Dozens of people from a variety of cultural and religious backgrounds gathered Tuesday night to call attention to what they see as a growing atmosphere of hatred in America.
Richard Mitchell, spokesman for the Central Kentucky Council for Peace and Justice, which organized the anti-hate candlelight vigil in front of the Fayette County Circuit Courthouse, said recent cases such as those of Trayvon Martin and Tyler Clementi point to increasing "intolerance ... fear, prejudice and sometimes hate."
Clementi, 18, was a Rutgers University student who jumped off a bridge in September 2010 after his roommate used a live webcam — and then tweeted about it — to spy on Clementi during two homosexual encounters in their room. In February, Martin, an unarmed, black 17-year-old, was killed during a confrontation with a neighborhood watch volunteer while Martin was walking in a gated community in Sanford, Fla.
Mitchell said he recently was searching online regarding those cases, as well as that of Shaima Alawadi, an Iraqi woman found beaten to death in her California home last month.
"For every news story about them, you'd pick up essentially a hate site," he said.
Mitchell said Muslim women who wear hijabs, young black men in hoodies, and gay and lesbians should not have to worry about their safety.
Basoos Al-Munshi of Lexington attended the vigil with her sons, Aseel Shalash, 8, and Shakir Shalash, 5.
"I know how it feels ... for people to look at you different," she said. "They give you that look, and you're like, 'What did I do?'"

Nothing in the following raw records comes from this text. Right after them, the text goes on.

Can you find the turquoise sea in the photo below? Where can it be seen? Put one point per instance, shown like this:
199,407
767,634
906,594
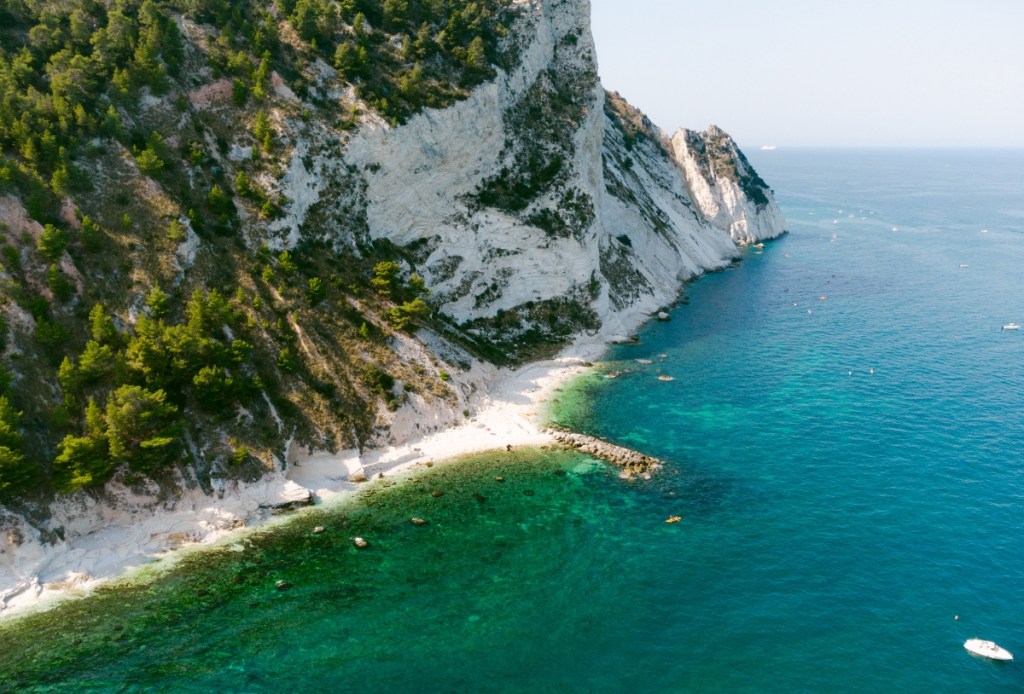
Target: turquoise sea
845,447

Representatives of the Muslim, black, gay and lesbian, and Jewish communities spoke at the event.
"We're missing out on an opportunity to know each other," said Assia Amry. "Let us embrace each other and learn."
Dr. Nadia Rasheed said she thinks there is more "Islamophobia" in the United States now than there was immediately after the 9/11 attacks.
"Things are getting worse," she said. "We have to stand hand in hand and say, 'I don't accept this. ... We are the people. This is our land, and we want it back.'"
Allie Huddleston, speaking on behalf of the gay and lesbian community, recounted an incident during the recent celebrations surrounding the NCAA men's basketball tournament.
She said she was at Euclid and Woodland avenues during a victory celebration when a large group of people began chanting "smear the queer."
"What they were really saying was that they wanted to kill me," she said. "A time of celebration for me quickly turned into a moment of fear.
"It's not going to get better soon. It needs to get better now."